Setelah mendapat izin dari para syaikh-nya untuk berfatwa, timbul keinginannya untuk mengembara ke Madinah, Dar as-Sunnah, untuk mengambil ilmu dari para ulamanya. Terlebih lagi di sana ada Imam Malik bin Anas, penyusun al-Muwaththa’. Maka berangkatlah beliau ke sana menemui sang Imam. Di hadapan Imam Malik, beliau membaca al-Muwaththa’ yang telah dihafalnya di Mekkah, dan hafalannya itu membuat Imam Malik kagum kepadanya. Beliau menjalani mulazamah kepada Imam Malik demi mengambil ilmu darinya sampai sang Imam wafat pada tahun 179. Di samping Imam Malik, beliau juga mengambil ilmu dari ulama Madinah lainnya seperti Ibrahim bin Abu Yahya, ‘Abdul ‘Aziz ad-Darawardi, Athaf bin Khalid, Isma‘il bin Ja‘far, Ibrahim bin Sa‘d dan masih banyak lagi.
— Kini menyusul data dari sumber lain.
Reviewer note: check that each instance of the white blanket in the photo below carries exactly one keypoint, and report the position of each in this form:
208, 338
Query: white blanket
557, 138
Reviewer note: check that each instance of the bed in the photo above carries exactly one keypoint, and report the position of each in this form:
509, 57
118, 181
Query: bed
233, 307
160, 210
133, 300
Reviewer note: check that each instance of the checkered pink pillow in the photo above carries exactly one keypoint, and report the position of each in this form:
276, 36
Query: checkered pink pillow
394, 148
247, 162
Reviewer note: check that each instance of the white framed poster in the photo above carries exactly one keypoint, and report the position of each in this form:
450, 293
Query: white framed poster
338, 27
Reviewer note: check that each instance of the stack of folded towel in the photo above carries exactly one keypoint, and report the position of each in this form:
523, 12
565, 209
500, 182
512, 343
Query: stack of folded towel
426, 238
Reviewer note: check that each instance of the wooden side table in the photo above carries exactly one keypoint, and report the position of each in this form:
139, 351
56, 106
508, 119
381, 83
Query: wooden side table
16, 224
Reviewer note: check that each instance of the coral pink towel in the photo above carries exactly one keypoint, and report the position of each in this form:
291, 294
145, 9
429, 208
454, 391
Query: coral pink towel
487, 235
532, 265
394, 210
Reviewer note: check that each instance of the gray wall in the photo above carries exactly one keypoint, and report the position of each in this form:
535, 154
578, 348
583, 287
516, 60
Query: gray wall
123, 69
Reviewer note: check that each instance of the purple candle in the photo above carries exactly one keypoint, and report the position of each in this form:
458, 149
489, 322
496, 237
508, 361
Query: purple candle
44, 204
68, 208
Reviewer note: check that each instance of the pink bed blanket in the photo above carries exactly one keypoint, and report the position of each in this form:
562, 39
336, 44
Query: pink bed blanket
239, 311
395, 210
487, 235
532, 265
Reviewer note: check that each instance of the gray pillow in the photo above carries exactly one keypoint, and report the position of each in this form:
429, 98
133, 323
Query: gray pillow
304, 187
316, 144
Setelah kembali ke Mekkah, beliau kemudian melanjutkan mencari ilmu ke Yaman. Di sana beliau mengambil ilmu dari Mutharrif bin Mazin dan Hisyam bin Yusuf al-Qadhi, serta yang lain. Namun, berawal dari Yaman inilah beliau mendapat cobaan –satu hal yang selalu dihadapi oleh para ulama, sebelum maupun sesudah beliau-. Di Yaman, nama beliau menjadi tenar karena sejumlah kegiatan dan kegigihannya menegakkan keadilan, dan ketenarannya itu sampai juga ke telinga penduduk Mekkah. Lalu, orang-orang yang tidak senang kepadanya akibat kegiatannya tadi mengadukannya kepada Khalifah Harun ar-Rasyid, Mereka menuduhnya hendak mengobarkan pemberontakan bersama orang-orang dari kalangan Alawiyah.
Sebagaimana dalam sejarah, Imam Syafi‘i hidup pada masa-masa awal pemerintahan Bani ‘Abbasiyah yang berhasil merebut kekuasaan dari Bani Umayyah. Pada masa itu, setiap khalifah dari Bani ‘Abbasiyah hampir selalu menghadapi pemberontakan orang-orang dari kalangan ‘Alawiyah. Kenyataan ini membuat mereka bersikap sangat kejam dalam memadamkan pemberontakan orang-orang ‘Alawiyah yang sebenarnya masih saudara mereka sebagai sesama Bani Hasyim. Dan hal itu menggoreskan rasa sedih yang mendalam pada kaum muslimin secara umum dan pada diri Imam Syafi‘i secara khusus. Dia melihat orang-orang dari Ahlu Bait Nabi menghadapi musibah yang mengenaskan dari penguasa. Maka berbeda dengan sikap ahli fiqih selainnya, beliau pun menampakkan secara terang-terangan rasa cintanya kepada mereka tanpa rasa takut sedikitpun, suatu sikap yang saat itu akan membuat pemiliknya merasakan kehidupan yang sangat sulit.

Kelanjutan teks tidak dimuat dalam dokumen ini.